The next day, I drove back to the airport and flew home. 

Sofia is probably not a top destination for any tourist, but it is a very interesting place full of many levels of history, culture, and yes food. The architecture is interesting and getting around the city is very easy. It is a very worthy destination for a weekend or long weekend. 

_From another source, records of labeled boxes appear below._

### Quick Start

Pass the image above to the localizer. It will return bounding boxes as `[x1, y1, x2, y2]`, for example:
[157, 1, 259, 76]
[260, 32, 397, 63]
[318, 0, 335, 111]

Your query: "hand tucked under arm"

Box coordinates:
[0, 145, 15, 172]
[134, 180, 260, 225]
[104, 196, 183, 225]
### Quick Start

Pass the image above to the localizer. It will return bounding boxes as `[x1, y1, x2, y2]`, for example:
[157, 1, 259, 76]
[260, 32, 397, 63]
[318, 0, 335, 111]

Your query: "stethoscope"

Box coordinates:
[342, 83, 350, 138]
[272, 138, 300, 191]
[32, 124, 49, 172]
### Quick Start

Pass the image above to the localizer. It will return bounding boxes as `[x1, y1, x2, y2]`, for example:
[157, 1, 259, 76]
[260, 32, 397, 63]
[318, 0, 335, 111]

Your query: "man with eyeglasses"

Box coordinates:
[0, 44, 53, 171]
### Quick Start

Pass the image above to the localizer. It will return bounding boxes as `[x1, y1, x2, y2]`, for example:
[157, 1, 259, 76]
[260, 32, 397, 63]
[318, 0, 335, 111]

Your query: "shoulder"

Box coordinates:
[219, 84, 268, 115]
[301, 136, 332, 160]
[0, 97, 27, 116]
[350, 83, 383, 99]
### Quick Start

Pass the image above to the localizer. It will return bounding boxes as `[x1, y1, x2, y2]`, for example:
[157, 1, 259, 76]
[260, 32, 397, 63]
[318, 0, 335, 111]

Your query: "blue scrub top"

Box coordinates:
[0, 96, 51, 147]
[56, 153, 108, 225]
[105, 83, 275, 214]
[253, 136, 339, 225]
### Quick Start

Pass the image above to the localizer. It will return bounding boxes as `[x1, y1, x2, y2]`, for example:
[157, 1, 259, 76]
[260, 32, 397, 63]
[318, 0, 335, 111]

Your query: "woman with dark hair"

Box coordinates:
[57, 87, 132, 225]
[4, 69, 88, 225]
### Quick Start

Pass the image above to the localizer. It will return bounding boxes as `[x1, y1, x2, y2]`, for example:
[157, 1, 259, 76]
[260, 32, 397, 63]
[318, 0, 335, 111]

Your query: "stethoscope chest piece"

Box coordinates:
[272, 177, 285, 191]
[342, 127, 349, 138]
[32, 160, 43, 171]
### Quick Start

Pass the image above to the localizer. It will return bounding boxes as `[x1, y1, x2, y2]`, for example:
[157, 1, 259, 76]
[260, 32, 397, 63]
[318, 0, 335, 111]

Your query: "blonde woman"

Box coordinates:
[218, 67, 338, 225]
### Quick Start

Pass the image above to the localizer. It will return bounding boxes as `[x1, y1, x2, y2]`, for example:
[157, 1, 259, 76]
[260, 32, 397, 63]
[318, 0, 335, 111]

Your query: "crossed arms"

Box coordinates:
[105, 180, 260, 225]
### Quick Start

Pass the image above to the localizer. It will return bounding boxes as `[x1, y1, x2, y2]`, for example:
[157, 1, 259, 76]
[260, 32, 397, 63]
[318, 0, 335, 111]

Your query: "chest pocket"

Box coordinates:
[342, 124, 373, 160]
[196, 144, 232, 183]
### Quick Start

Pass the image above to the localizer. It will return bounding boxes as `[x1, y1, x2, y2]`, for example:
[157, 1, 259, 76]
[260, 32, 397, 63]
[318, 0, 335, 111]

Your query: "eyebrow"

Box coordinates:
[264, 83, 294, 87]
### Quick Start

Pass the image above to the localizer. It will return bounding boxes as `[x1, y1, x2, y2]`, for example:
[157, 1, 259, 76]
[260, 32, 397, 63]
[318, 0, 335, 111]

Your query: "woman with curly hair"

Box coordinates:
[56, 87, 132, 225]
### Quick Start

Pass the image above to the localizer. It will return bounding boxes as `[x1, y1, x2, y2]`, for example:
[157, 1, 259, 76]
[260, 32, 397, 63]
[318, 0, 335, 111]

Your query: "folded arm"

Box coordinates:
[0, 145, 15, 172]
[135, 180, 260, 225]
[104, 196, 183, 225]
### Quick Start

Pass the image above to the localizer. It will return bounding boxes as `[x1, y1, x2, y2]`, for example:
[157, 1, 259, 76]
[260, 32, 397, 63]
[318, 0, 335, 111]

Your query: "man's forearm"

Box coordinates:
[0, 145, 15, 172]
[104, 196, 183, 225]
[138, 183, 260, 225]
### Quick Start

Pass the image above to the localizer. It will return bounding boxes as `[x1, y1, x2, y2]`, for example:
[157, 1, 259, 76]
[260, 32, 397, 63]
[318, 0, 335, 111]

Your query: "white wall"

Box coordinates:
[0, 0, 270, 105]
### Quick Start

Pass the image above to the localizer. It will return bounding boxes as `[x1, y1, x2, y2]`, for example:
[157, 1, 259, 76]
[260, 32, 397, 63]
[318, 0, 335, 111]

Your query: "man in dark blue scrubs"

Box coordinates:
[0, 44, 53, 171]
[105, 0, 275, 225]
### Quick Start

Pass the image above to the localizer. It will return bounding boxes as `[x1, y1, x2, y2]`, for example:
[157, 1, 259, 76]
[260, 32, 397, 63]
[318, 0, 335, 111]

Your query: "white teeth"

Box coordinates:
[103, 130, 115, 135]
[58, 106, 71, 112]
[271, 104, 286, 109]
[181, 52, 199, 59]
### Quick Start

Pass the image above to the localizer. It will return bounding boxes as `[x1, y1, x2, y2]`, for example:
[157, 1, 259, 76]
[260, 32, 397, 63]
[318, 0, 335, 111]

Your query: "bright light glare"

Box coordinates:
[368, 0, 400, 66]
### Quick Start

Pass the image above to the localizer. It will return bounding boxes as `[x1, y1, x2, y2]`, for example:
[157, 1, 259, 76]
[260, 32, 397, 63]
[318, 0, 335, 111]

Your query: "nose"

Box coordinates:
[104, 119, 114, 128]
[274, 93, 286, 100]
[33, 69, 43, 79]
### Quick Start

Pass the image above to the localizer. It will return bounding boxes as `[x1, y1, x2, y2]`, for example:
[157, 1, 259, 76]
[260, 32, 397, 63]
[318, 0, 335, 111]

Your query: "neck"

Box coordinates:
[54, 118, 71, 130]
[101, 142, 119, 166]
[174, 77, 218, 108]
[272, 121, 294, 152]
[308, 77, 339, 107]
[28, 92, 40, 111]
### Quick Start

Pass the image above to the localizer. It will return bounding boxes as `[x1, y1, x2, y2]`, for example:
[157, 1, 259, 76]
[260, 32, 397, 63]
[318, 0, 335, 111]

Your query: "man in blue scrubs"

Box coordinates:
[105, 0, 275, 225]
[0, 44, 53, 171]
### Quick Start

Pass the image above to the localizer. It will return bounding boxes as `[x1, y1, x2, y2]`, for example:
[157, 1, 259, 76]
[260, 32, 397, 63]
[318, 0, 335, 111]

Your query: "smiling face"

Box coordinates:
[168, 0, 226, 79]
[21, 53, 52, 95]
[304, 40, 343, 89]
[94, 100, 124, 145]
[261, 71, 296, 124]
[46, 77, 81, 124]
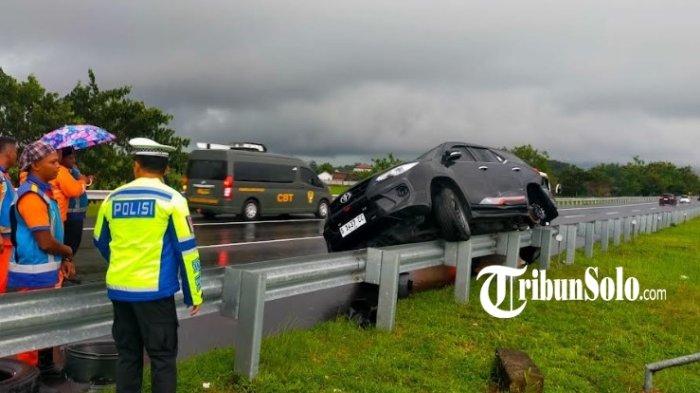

I also realized from talking to many Bulgarians that Sofia is just the tip of the iceberg. In the eyes of many Bulgarians, Sofia is the worst part of the country- or said in another way- there is so much more to see! Therefore, I would highly recommend staying in Bulgaria longer to see the rest of the country including: Plovdiv, the Thracian tombs, the Black Sea coast, and the Pirin mountains. I really hope to come back to Bulgaria.